Lo más importante de esta semana ha sido que finalmente he podido conectarme con mis padres. No puedo expresar en palabras perfectas cuánto agradezco su apoyo y fe en mis habilidades de ser exitosa con este máster; de siempre pensar fuera de sus propios intereses, deseos, creencias y de respetar las decisiones que he tomado para llegar a cumplir mis propias metas…
Un conjunto de reflexiones personales y pensamientos bien organizados dentro de mi mente –como una fila perfecta de dominós que me daba, de alguna manera, una aparente sensación de control y tranquilidad– llegó a su caída y desorden al enterarme el jueves pasado, por medio de mi hermana, del fallecimiento de mi abuelito Nulfo; dicha noticia fue el dominó que provocó una alterada producción de todos esos pensamientos y reflexiones que guardaba en la ficticia seguridad de la mente.

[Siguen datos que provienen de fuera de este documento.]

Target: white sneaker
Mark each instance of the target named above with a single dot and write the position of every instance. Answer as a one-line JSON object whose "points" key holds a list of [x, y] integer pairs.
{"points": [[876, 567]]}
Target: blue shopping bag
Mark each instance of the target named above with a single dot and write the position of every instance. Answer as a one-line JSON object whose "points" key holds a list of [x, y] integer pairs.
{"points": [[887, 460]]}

Pues pasó que al hablar con mis padres, después de enterarme de la noticia, no pude ocultar cuánto quería estar allá y no aquí; ni pude ocultar la preocupación que sentía en ese momento por no poder realmente ver, con mis propios ojos, que mi padre estuviera haciendo lo necesario para él mismo al tener esa realidad presente de que su padre ya no vivía. Al terminar la llamada, brotaron, naturalmente y sin ninguna vergüenza, lágrimas provocadas por la noticia de mi abuelo, pero también por todos esos “dominós” ya no bien organizados en mi mente; aquellos pensamientos y reflexiones personales que se trataban de “x” e “y”, y que habían estado esperando el momento oportuno para ser realizados por medio de esas lágrimas. En ese momento de soledad, tristeza y falta de ánimo, volvió a mi mente lo que me había comunicado mi padre unos minutos antes: “No te preocupes por mí, tú sigue fuerte con tus trabajos. Estas son cosas de la vida (refiriéndose a la muerte de mi abuelo) y no hay por qué dejar de seguir adelante.”
Entonces, como si hubiera sido por primera vez, recordé todo aquello que comentaba antes, que mis padres siempre han sido extremamente generosos con su apoyo y sentí una gran ola de agradecimiento y cierta paz debido a que aún siguieran con esa misma perspectiva dentro de un momento difícil. De nuevo me puse a llorar, con ganas, porque a pesar de que me motivaran a seguir adelante, me sentía completamente sola y solo quería estar allá, con ellos.